ANNA MARIA – Commissioners agreed to hold off on advertising the second reading of the moratorium ordinance and have a special meeting March 15 to define the problem.
The moratorium would stop the issuance of building permits on the construction of new houses or for remodeling, reconfiguring or renovation of existing houses if that would increase the habitable area.
Currently there is an administrative stop on the issuance of building permits. Those owners that received a building permit or site plan approval by Feb. 23 are exempted.
Attorney Jim Dye said he made the expiration date of the moratorium July 31, but commissioners could change it.
Commissioners had differing views on identifying the problem they are trying to resolve with the moratorium.
Commissioner Sue Lynn said she thought it was to focus on large homes being built, but language in the ordinance indicated rentals are the problem.
"What I took away from the discussion at the last meeting, was that there was a concern for a perceived problem with party houses," Dye responded. "Not so much the mass of the houses but what's going inside, and that's how I crafted it."
What's the point?
Dye said the commission should decide the point of the moratorium so staff can address it.
"When you say you're going to change your zoning, you get a tidal wave of building permits because everybody tries to get under the threshold," Chair Chuck Webb pointed out. "We're just saying time out so we can study the issue."
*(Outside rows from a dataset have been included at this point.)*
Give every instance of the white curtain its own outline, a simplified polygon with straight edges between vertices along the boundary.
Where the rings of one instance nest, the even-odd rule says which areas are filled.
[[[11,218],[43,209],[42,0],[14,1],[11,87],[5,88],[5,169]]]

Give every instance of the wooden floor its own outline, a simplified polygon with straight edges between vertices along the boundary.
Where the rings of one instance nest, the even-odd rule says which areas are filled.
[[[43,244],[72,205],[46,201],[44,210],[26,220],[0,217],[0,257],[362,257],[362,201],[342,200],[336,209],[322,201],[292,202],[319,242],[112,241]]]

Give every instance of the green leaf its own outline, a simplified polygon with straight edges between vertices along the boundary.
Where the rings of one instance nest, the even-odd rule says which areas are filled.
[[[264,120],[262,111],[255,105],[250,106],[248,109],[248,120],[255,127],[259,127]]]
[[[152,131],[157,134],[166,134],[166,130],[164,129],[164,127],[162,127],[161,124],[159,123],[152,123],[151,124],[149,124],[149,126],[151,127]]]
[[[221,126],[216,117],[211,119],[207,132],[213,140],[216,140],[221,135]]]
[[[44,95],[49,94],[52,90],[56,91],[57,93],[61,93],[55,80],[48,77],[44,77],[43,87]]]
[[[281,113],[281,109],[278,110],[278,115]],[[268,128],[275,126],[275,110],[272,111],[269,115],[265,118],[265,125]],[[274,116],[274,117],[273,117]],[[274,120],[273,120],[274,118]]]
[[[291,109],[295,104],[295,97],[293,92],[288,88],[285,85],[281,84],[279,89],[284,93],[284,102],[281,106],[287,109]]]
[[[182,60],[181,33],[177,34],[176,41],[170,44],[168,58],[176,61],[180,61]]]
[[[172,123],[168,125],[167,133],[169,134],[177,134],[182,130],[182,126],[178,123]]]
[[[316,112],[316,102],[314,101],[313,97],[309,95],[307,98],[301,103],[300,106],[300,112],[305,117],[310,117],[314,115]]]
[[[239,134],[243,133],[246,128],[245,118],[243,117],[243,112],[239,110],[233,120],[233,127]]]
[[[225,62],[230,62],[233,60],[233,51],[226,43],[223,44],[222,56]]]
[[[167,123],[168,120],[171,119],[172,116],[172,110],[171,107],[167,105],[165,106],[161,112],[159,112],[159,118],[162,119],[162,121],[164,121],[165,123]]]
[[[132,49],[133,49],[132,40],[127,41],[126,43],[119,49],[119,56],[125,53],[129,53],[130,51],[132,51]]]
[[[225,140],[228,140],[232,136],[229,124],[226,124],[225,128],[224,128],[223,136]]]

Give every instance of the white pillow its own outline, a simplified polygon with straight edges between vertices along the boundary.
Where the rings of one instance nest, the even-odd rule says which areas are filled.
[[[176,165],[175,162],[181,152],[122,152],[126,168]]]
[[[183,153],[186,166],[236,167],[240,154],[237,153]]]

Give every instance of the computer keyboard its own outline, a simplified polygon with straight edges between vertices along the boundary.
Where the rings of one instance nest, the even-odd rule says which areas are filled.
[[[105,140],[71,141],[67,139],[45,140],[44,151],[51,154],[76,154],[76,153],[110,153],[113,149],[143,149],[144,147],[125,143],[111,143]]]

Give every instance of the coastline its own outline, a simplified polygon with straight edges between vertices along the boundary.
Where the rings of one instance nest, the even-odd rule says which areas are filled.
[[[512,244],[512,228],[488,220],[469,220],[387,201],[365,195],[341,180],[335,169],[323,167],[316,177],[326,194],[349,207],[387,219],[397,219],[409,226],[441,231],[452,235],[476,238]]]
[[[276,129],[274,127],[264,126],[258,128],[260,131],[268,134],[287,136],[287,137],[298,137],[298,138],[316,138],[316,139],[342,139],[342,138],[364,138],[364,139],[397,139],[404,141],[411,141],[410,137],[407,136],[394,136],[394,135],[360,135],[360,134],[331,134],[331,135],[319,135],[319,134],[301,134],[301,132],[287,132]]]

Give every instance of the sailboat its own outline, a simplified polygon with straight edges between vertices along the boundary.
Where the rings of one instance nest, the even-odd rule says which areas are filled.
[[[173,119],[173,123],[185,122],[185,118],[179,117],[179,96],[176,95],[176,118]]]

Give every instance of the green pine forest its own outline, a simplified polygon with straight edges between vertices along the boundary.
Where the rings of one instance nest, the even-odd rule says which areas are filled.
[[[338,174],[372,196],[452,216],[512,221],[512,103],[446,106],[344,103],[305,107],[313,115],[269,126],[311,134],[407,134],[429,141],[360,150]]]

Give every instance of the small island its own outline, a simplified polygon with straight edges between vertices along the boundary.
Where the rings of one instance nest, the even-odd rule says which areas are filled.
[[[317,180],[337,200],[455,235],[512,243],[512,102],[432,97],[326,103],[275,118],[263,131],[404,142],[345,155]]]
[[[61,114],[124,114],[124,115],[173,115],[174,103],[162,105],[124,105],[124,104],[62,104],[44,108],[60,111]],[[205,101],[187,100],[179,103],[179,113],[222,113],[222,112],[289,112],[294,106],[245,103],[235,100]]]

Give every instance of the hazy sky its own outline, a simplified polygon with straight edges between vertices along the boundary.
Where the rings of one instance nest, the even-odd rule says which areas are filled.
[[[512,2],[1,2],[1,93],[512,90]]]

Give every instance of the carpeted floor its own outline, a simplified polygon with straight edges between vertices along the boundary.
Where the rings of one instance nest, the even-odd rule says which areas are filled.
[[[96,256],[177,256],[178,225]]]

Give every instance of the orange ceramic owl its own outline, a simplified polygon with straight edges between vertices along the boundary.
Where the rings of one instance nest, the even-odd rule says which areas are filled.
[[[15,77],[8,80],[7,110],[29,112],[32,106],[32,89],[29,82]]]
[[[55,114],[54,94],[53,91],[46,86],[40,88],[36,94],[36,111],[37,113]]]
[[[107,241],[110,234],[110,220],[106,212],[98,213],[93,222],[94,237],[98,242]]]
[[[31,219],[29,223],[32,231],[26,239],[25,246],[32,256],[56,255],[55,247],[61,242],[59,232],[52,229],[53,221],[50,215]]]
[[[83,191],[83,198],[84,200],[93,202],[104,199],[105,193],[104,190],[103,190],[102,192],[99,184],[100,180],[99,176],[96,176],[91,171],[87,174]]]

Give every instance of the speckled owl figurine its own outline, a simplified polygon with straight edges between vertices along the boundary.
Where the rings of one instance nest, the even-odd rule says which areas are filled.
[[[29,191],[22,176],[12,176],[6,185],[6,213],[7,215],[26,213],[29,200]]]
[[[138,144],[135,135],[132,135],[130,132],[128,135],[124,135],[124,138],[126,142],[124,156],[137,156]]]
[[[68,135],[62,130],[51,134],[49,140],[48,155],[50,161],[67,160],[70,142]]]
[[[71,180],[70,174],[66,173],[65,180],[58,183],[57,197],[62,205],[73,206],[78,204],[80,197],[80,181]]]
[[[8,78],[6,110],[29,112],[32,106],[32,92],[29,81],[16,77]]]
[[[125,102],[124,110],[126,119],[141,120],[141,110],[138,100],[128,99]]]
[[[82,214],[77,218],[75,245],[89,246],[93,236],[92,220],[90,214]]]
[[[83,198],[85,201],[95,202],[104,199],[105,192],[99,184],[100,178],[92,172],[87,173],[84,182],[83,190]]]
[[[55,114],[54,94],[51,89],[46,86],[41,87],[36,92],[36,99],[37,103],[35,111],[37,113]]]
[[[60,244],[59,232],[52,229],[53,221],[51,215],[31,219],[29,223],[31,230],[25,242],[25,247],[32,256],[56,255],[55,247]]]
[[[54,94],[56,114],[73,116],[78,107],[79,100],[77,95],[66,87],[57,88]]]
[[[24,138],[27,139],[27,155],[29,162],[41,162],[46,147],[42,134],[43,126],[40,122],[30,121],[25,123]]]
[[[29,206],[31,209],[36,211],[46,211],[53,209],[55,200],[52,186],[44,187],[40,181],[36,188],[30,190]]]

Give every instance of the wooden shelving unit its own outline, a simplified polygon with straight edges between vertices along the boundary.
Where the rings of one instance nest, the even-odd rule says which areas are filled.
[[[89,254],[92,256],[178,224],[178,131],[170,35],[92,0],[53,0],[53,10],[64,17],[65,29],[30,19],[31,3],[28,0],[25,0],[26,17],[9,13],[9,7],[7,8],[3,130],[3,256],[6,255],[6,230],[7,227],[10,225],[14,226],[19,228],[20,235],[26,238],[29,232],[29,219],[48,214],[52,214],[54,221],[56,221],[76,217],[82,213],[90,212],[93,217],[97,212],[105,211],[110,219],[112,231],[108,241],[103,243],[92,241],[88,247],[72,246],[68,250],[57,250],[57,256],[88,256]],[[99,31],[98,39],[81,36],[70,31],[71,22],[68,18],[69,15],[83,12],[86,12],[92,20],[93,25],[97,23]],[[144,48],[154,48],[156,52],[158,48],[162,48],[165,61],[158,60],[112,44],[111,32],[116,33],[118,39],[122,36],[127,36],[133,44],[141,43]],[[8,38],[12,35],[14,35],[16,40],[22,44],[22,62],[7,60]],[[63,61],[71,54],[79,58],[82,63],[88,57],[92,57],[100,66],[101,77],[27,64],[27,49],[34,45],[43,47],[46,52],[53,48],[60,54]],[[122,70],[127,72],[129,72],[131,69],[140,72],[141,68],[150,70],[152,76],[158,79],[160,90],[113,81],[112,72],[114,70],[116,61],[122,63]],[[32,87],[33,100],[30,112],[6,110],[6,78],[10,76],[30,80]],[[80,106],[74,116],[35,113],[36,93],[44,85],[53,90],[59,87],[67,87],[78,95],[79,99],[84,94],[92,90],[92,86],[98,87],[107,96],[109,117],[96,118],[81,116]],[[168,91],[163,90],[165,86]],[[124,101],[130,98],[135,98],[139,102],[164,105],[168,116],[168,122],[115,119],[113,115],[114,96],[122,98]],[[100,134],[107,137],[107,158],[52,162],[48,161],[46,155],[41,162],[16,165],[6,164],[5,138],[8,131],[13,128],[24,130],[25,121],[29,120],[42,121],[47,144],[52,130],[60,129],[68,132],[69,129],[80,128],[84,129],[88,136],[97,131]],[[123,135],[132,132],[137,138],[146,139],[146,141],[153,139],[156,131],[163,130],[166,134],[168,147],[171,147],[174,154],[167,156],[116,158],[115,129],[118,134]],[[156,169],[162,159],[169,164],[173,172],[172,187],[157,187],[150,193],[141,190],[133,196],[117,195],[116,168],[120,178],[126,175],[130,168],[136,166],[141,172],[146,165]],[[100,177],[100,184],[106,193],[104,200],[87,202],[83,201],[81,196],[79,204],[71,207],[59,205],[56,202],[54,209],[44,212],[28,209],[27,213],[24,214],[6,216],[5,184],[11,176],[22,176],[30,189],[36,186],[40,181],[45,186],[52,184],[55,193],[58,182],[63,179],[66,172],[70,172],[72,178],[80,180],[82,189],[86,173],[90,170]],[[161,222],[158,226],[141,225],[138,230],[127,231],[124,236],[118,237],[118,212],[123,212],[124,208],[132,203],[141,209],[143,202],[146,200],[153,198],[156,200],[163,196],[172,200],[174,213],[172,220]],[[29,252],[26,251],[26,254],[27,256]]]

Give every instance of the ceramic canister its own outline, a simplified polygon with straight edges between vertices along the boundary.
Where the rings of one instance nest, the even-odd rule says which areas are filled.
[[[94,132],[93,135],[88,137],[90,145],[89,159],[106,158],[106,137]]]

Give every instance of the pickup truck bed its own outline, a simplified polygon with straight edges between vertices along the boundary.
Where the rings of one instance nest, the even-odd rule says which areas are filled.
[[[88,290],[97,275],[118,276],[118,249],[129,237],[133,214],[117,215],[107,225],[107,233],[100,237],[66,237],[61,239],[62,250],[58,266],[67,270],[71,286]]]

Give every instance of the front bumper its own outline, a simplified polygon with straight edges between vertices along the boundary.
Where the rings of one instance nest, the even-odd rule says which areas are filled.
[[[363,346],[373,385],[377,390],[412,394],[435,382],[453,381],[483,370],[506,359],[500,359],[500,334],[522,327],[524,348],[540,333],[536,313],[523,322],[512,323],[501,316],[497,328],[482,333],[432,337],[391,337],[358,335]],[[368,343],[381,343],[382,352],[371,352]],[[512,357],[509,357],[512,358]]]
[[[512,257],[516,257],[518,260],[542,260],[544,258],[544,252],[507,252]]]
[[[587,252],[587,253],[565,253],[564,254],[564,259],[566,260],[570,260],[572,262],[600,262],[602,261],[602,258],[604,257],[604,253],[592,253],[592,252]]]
"The size is not a consideration for me; it's all about vacation rentals," Commissioner Dale Woodland stressed.
Webb said the issue is consistent breach of peace problems with rental and party houses. However, because of state legislation, they can't single out rentals and must address the problem city-wide.
Building Official Bob Welch said he met with Mayor Mike Selby and Dye and said, "We're putting together a citation program, and we're working diligently toward enforcement to manage these types of situations. How do you want us to approach it – enforcement or planning?"
Selby said the Florida Building Code is changing March 15, and Welch has three sets of building plans on his desk that were taken in by staff.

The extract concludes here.